That time Poland was wearing a short skirt

1939-1

The year wouldn’t go past without Vladimir Putin managing to again eschew any role in starting the Second World War and instead blaming Poland for getting invaded:

Speaking at a gathering of former Soviet states in Saint Petersburg on Friday, Putin condemned a recent European Parliament resolution that blamed the 1939 Ribbentrop-Molotov Pact – a non-aggression treaty between Nazi Germany and the Soviet Union – for the outbreak of the war.

Putin pointed out that other countries, such as Britain, France and Poland, had previously signed agreements with Germany in an attempt to appease Hitler.

“The Soviet Union was the last [country] to sign a non-aggression pact with Hitler,” said Putin, quoted by Associated Press. But now some are trying to “shift the blame for unleashing World War II from the Nazis to Communists”.

The Russian president argued that it was actually the Munich Agreement of 1938 that “opened Hitler’s path to the east and became the reason for the start of World War Two”, reports Polish broadcaster Radio Zet. He also pointed to Polish negotiations with the Third Reich, saying that the leaders who conducted these talks “exposed the Polish nation to the German war machine”.

Putin then argued that when the Soviet Union occupied the eastern half of Poland two weeks after the German invasion in September 1939, this “saved the lives of a large number of local people, especially Jews, because later the population would be exterminated by the Nazis”. He also claimed that the occupation was necessary because the “Polish government had lost control of the country”.

It’s true that it took a lot of actions (and inactions) by a lot of actors to help Hitler on a path to a total war and it’s also true that many countries other than the Soviet Union had signed non-aggression pacts with the Nazi Germany. But, as I and many others have pointed out ad nauseam in the past, the Ribbentrop-Molotov pact was the only of the lot where the two signatories not only committed to not attack each other but also agreed to participate in an invasion and dismemberment of a sovereign state they both deeply despised (as Molotov reported to the Supreme Soviet by the end of September 1939, “A short blow by the German army, and subsequently by the Red Army, was enough for nothing to be left of this bastard of the Treaty of Versailles”.) In fact, the secret protocols of the Pact, the existence of which the Soviet Union kept denying until almost its very end, allowed Stalin not only to annex the eastern Poland but also the three other independent states of Lithuania, Latvia and Estonia, as well as parts of Romania and Finland.

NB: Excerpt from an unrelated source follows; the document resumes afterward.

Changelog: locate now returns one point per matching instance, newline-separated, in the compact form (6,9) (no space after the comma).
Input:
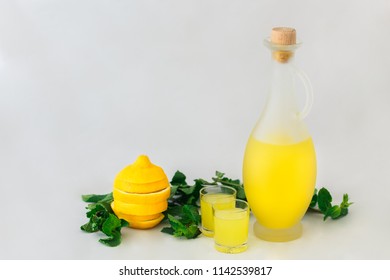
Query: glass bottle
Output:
(279,168)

Poland indeed signed a non-aggression pact with Germany in 1934 – but she also signed one with the Soviet Union in 1932. The Polish state has been cursed with perhaps the worst location in Europe, being stuck between Prussia/Germany, with their thousand-year history of trying to colonies the Slavic east, and Russia, with its five hundred-year history of trying to expand west into central Europe. Both great powers have indeed partitioned Poland between them three times in 1772, 1793 and 1795 out of existence until the end of the First World War. This geopolitical nightmare has arguably reached its nadir in the 1930s, with both neighbours now animated not simply by imperialist impulses but by genocidal totalitarian ideologies. The First Polish Republic tried to steer the middle course to the extent it was possible, knowing that both Germany and the Soviet Union desired its renewed extinction and either was potentially capable of achieving it alone, much less in combination. Thus the two non-aggression pacts, but no alliances with either because even “friendship” with a totalitarian great power would mean a gradual loss of independence and an eventual absorption into the respective evil empire. Thus, Poland would neither befriend Germany and potentially allow its troops passage to the Soviet border nor the Soviet Union and potentially allow the Red Army to enter its territory on the way to the German border. As Putin alludes to, such talks with both – not just Germany – continued almost right until the outbreak of war, but nothing had ever come of it since it was clear to Poland’s military rulers in the 1930s that both guests once invited, even if for transit, would linger and stay. And so Poland found itself in an unenviable and in the end unsustainable position of trying to balance Germany and Russia while hoping that some great outside events would solve either or both of the problems. In the end the German problem was indeed solved by 1945 and the Soviet by 1989 but not before six million dead, utter devastation, shift in borders and ethnic composition and the effective loss of independence for decades throughout the Cold War.

To argue that through all this Poland has somehow invited the aggression of her neighbours is completely unbecoming of a serious political figure in the 21st century. That Putin, embodying the Russian state and dictating its corporate memory, continues to refuse to face the past and instead recycles all the imperial and communist eras tropes and excuses is shameful and dangerous.